The food colours such as Blue #1 (Brilliant Blue) is used in baked goods, candy, cereal, and beverages are suspected to cause chromosomal damage and banned in France and Finland. The Blue #2(Indigo Carmine) is used in beverages, candy, and dog food and implicated to cause brain tumors banned in Norway; Red#2 (Citrus) is found in orange peel and may cause bladder tumors and banned in US food processing; Green #3 (Fast Green) is used in beverages, candy, and ice-cream and implicated for bladder tumors and banned in European economic communities. The Red #40 (Allura Red) commonly used in baked products, candy, cereals, and beverages is potential to cause chromosomal damage, hyperactivity and lymphomas; Red #3 (Erythrosine) found in baked items, candy, sausage, and maraschinos is associated with neurochemical and behavioural effects, chromosomal damage and thyroid tumors for which FDA tried to ban but failed.

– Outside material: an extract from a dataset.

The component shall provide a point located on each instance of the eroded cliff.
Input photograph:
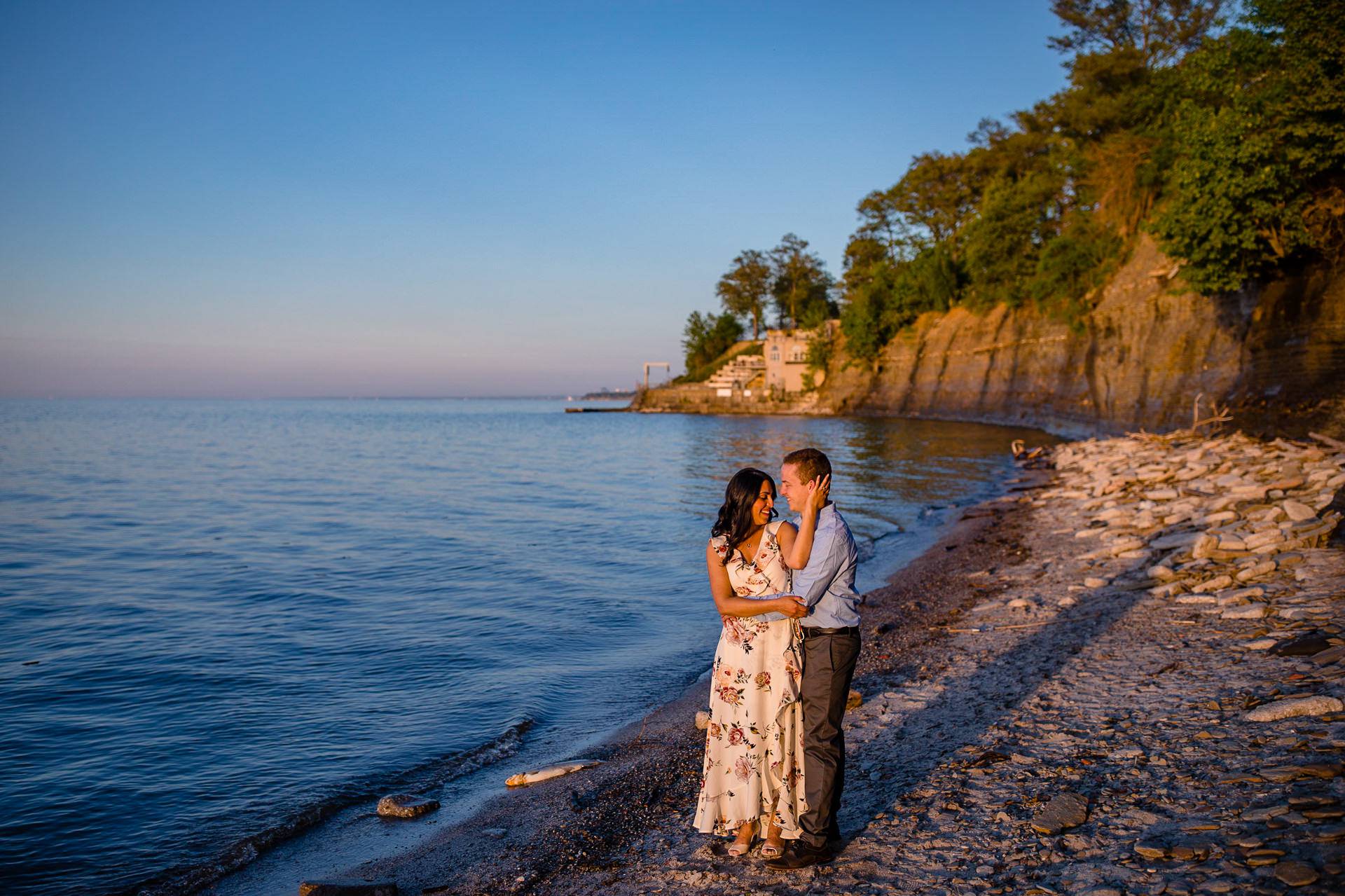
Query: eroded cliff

The food colour Yellow #5 (Tartrasine) commonly used in baked products, candy, cereals, and beverages is implicated for asthma, insomnia, allergies, chromosomal damage, hyperactivity, aggression and violent activity, neurochemical and behavioural effects, lymphomas and thyroid tumors and is banned in Norway. The food colour Yellow #6 (Sunset Yellow) used in baked products, sausages, and cereals and is the potential to cause asthma, eczema, hives, hyperactivity, allergies, chromosomal damage, and thyroid tumors and is banned in Norway and Sweden.

Monitoring
The consumers have growing concern about the safety of some of the legally used food colorants and food industries trying to replace the synthetic colours with natural ones. However, natural dyes do not have concentrated colour as synthetic dyes thus more amount must be used which may interfere with the taste and also they are more sensitive to heat, so colour may vary among products from different batches. Also, there are reports that a couple of artificial as well as natural dyes with known or suspected genotoxic or carcinogenic properties are added illegally to foods. At present, the Department of Food Technology and Quality Assurance (DFTQC) of the Government of Nepal is responsible as a regulatory agency for food colouring. The DFTQC is recommended to develop robust monitoring programmes based on reliable detection methods which will assure consumers that the food they are consuming is free from harmful colours.